His most noteworthy performance on the year came on September 22nd against the Texas Rangers. Playing the role of piggyback starter, Riley Smith entered the game to start the 5th and the team would not need another pitcher to finish a 7-0 shutout. Smith allowed 5 singles, but struck out 7 Rangers to pick up his 2nd win of the season.

His overall performance was solid given the fact it was his first taste in the majors. The underlying numbers show there is some staying power in his run prevention. While the sample size is quite small, with only 250 pitches thrown and 47 batted ball events, Smith was able to limit opposing hitters to a .265 wOBA. There is some substance behind that surprisingly good number when considering his prospect status, or lack thereof. In 2020, opposing hitters were only able to produce an exit velocity greater than 95 MPH on just under 30% of batted ball events and only 1 barrel (2.1%). Producing soft contact is going to be critical for Smith to stay in the big leagues due to the lack of swing and miss stuff, so we’re hoping this is the trend.

2021 Outlook and Beyond

The strong debut will give Smith an inside track to a 26-man roster spot for 2021, although I believe the best role for him will be as a swingman out of bullpen. He doesn’t profile as a starter or a back-end of the pen pitcher, but given the lack of consistency from the starting rotation after Zac Gallen there will be a need for someone to chew up innings out of the bullpen. Going into the offseason, I’d probably have him either 6th or 7th on the depth chart for the starting rotation behind Gallen, Madison Bumgarner, Luke Weaver, Merrill Kelly, and Caleb Smith.
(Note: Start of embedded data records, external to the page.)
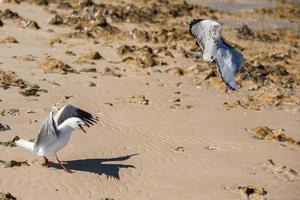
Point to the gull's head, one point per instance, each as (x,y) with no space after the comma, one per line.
(76,123)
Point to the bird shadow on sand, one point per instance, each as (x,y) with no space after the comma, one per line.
(97,166)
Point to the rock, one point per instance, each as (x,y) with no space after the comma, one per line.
(93,55)
(253,192)
(281,171)
(31,90)
(8,39)
(52,65)
(89,70)
(55,20)
(11,112)
(30,24)
(280,135)
(141,99)
(4,127)
(112,71)
(13,163)
(64,5)
(10,143)
(55,40)
(8,14)
(84,3)
(41,2)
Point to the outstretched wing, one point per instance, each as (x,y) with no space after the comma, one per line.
(48,133)
(69,111)
(207,34)
(229,62)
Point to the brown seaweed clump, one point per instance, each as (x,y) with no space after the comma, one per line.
(13,163)
(140,99)
(88,57)
(280,135)
(8,14)
(246,33)
(7,196)
(10,143)
(4,127)
(8,79)
(113,71)
(281,171)
(143,57)
(271,99)
(52,65)
(282,10)
(8,39)
(253,192)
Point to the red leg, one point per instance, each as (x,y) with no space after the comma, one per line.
(46,162)
(66,169)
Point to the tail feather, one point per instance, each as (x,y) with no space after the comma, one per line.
(25,144)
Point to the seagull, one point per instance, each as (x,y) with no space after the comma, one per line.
(56,130)
(207,34)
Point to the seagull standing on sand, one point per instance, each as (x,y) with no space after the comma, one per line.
(55,132)
(215,49)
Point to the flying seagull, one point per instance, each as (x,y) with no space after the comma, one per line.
(207,34)
(56,130)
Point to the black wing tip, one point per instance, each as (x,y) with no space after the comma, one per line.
(193,22)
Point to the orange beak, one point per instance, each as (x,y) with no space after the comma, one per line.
(82,128)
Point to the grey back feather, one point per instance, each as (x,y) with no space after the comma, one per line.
(208,36)
(48,133)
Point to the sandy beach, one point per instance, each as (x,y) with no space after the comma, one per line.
(168,127)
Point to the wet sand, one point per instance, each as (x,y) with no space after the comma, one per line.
(168,128)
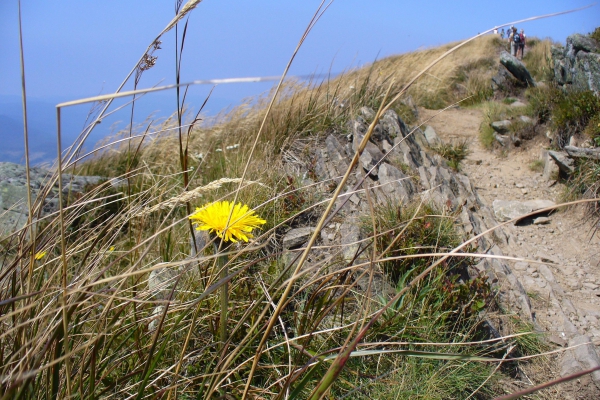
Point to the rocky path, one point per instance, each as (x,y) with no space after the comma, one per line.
(563,277)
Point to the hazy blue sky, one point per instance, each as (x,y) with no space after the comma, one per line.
(82,48)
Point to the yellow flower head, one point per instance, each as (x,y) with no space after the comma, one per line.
(213,217)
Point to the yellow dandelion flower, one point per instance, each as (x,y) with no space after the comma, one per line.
(213,217)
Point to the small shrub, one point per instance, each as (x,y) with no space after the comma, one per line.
(573,111)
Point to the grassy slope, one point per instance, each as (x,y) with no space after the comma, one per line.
(113,243)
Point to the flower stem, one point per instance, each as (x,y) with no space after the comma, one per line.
(222,265)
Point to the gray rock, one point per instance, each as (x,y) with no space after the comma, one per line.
(586,75)
(578,63)
(516,68)
(431,136)
(565,164)
(502,127)
(551,169)
(580,152)
(539,204)
(395,183)
(583,43)
(369,159)
(297,237)
(350,239)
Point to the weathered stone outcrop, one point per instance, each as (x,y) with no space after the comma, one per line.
(516,68)
(577,64)
(397,168)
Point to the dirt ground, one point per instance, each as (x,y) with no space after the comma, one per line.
(569,245)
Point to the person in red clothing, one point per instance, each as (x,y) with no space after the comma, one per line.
(521,48)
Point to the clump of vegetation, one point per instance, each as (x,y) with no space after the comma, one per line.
(596,34)
(79,318)
(572,111)
(454,152)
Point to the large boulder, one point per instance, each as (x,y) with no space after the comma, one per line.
(578,63)
(586,72)
(516,68)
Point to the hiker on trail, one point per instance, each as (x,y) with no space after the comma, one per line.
(521,47)
(514,39)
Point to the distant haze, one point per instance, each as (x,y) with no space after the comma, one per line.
(75,49)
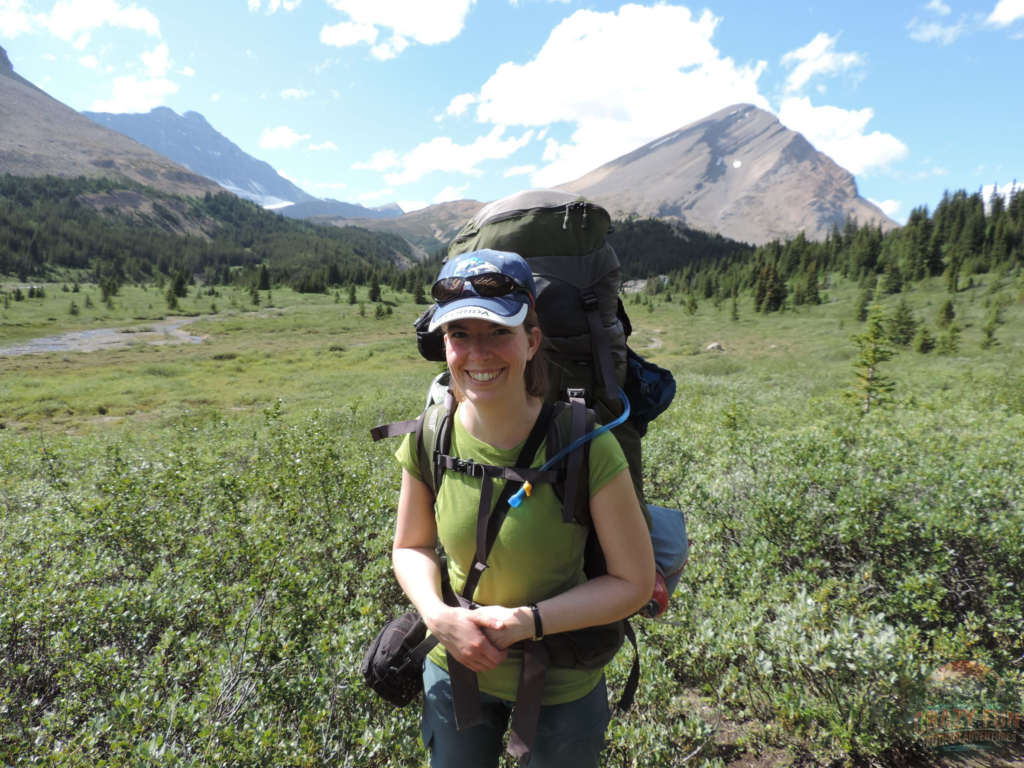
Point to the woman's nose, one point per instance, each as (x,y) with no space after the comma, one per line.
(479,347)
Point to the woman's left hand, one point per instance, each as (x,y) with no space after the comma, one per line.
(518,625)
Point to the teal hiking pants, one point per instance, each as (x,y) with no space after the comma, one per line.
(568,735)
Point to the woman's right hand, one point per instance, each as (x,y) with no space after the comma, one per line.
(461,632)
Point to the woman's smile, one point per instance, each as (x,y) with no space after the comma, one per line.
(482,376)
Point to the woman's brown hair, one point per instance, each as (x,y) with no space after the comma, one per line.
(536,374)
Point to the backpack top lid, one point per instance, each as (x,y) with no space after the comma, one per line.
(524,201)
(536,223)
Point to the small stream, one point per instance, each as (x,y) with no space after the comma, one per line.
(105,338)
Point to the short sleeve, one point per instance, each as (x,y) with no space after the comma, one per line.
(606,461)
(408,456)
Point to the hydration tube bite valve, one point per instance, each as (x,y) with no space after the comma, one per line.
(526,488)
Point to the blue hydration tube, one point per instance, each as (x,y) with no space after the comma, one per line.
(522,493)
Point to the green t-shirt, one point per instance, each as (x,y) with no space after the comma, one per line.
(536,556)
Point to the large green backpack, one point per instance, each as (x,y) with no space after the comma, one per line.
(562,237)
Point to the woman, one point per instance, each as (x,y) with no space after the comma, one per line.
(535,584)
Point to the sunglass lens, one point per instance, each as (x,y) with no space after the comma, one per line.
(446,289)
(493,285)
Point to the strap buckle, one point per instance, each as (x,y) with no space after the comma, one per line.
(468,467)
(589,299)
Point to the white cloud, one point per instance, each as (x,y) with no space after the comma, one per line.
(1004,192)
(639,55)
(14,18)
(1005,12)
(840,134)
(442,154)
(70,17)
(381,161)
(450,193)
(133,94)
(927,32)
(889,207)
(407,22)
(817,57)
(281,138)
(366,197)
(520,170)
(459,104)
(157,61)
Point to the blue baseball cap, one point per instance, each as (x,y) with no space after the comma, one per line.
(509,309)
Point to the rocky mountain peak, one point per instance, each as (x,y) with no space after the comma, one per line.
(738,172)
(190,140)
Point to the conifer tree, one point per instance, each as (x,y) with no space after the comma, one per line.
(894,280)
(870,388)
(419,296)
(902,325)
(949,341)
(863,302)
(946,313)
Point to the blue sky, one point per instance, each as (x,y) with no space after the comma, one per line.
(426,100)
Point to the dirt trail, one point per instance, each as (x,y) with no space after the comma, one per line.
(161,332)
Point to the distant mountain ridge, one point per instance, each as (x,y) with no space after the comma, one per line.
(738,172)
(190,140)
(41,136)
(336,208)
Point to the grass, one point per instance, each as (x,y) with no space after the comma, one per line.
(195,538)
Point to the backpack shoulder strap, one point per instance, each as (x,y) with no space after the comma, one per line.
(432,430)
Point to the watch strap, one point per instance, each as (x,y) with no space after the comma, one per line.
(538,625)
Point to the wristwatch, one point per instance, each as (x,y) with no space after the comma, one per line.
(538,625)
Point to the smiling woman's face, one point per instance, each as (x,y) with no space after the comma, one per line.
(487,360)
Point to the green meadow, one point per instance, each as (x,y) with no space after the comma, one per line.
(195,537)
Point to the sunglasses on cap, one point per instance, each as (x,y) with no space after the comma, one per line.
(489,285)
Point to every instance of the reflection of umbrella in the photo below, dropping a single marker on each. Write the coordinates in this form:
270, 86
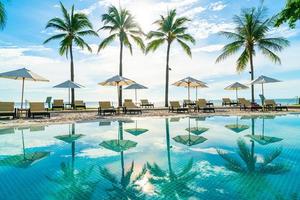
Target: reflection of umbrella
190, 82
236, 86
22, 74
263, 80
136, 131
68, 85
118, 145
24, 160
189, 140
4, 131
237, 128
262, 139
117, 81
71, 137
135, 87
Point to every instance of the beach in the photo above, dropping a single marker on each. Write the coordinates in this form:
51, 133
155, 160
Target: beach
65, 117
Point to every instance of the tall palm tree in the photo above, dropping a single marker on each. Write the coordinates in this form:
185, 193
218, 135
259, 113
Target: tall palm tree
251, 34
2, 15
170, 28
123, 27
72, 27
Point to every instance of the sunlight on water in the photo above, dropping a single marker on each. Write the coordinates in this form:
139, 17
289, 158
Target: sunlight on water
161, 158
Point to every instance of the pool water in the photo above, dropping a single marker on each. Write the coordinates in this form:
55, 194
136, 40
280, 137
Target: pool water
220, 157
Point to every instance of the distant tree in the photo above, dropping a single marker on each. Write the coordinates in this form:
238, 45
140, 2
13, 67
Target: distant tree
251, 34
290, 14
170, 28
123, 27
72, 28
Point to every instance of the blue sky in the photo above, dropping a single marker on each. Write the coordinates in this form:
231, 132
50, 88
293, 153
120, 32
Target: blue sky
21, 46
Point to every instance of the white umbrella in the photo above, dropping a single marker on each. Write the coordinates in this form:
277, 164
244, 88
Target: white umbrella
190, 82
236, 86
69, 85
117, 81
263, 80
24, 75
136, 87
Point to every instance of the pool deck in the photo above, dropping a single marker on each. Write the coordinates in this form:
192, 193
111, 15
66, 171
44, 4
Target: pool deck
72, 116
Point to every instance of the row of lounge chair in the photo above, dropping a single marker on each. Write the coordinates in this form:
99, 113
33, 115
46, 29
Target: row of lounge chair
7, 109
199, 105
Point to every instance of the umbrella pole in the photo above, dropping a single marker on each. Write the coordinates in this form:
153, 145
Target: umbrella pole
23, 81
135, 96
196, 93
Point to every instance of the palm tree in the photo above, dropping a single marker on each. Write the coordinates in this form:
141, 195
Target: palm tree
122, 26
2, 16
171, 184
251, 34
72, 27
170, 29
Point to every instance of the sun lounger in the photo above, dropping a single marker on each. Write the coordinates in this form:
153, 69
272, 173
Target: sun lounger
106, 107
176, 107
7, 109
79, 104
58, 104
145, 103
247, 105
187, 103
130, 107
270, 104
228, 102
37, 109
203, 105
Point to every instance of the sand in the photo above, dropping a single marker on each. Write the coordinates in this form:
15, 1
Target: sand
91, 115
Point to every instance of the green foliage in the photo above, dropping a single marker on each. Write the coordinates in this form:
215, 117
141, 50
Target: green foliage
122, 25
169, 29
290, 14
250, 35
127, 188
72, 27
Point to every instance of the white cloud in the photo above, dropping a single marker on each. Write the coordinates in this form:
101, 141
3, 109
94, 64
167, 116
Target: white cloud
209, 48
216, 6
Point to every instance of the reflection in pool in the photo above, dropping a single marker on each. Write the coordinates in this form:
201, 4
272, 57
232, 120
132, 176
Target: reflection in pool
161, 158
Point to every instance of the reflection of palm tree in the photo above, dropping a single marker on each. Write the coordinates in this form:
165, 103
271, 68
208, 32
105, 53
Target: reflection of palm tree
249, 162
171, 185
251, 173
126, 187
75, 184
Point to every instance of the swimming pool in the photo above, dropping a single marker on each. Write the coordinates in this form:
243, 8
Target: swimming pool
220, 157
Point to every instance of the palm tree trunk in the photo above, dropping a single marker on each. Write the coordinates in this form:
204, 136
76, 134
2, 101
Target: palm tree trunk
72, 76
252, 77
167, 77
168, 145
120, 73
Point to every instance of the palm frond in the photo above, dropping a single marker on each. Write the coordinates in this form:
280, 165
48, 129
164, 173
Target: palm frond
106, 41
55, 37
185, 47
154, 44
229, 50
242, 61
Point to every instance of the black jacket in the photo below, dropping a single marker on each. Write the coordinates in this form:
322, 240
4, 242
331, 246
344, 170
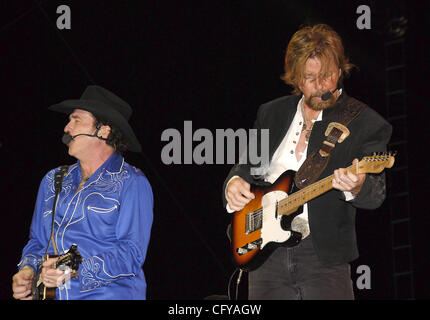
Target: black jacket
331, 218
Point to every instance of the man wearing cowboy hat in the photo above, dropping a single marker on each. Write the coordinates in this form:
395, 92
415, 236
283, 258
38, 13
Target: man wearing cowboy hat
105, 206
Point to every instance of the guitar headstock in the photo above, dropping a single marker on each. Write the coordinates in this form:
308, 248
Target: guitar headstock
376, 163
72, 258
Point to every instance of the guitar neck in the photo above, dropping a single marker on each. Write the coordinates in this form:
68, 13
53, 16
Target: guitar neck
290, 204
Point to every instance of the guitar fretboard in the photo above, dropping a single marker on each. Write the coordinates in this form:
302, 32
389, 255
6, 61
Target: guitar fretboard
290, 204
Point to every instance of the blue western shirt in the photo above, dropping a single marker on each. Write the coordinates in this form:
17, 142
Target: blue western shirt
109, 219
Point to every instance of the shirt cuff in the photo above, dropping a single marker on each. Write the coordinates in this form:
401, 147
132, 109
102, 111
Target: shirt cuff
348, 196
227, 207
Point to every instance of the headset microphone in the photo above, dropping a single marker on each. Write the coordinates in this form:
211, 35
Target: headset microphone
67, 138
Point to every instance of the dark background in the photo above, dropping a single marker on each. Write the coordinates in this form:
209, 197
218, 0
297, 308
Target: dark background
211, 62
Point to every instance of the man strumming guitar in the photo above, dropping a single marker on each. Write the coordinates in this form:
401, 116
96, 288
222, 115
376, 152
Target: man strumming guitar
318, 267
105, 206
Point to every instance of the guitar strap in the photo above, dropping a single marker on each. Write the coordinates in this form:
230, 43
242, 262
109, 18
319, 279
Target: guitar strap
336, 132
58, 183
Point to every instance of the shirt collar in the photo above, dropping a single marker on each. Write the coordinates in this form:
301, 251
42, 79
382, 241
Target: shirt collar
340, 99
113, 165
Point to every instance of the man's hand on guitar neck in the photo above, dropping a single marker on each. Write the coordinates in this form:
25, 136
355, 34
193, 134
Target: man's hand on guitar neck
238, 194
348, 182
52, 277
21, 283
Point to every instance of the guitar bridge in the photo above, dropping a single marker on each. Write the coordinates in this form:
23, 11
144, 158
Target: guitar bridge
249, 247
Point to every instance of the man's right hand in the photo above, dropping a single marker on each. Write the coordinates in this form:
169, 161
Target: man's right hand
238, 194
21, 284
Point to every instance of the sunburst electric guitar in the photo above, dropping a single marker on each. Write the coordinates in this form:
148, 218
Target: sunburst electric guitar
71, 259
265, 222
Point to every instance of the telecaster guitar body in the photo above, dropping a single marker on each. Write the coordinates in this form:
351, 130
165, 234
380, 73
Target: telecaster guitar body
259, 226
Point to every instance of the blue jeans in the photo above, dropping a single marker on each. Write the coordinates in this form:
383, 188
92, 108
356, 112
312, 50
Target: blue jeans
296, 274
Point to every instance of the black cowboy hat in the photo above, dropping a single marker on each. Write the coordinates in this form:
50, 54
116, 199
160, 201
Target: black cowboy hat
106, 106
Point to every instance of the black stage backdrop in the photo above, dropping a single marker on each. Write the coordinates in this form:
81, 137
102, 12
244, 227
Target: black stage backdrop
209, 62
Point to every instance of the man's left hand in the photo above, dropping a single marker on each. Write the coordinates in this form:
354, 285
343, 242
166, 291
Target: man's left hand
347, 181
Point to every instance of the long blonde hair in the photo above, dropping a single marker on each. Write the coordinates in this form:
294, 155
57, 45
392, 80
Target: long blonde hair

He’s above-average at producing ground ball contact, although not exceptionally great at it thanks to a solid 4-pitch mix. Smith aggressively fills the zone with his low 90s sinker, which has enough late movement to avoid the barrel, hoping to get ground ball outs early in the count. His secondary stuff isn’t nearly as impressive in comparison, although he’s flashed a decent curveball and slider at times. He’ll need to continually hit the bottom of the strike zone with his pitches and produce ground balls at an above-average rate to stick around. Given his track record in professional baseball in doing that, it’s quite possible for him to continue to be that type of pitcher. His run prevention numbers will likely regress more towards the league average barring major improvements.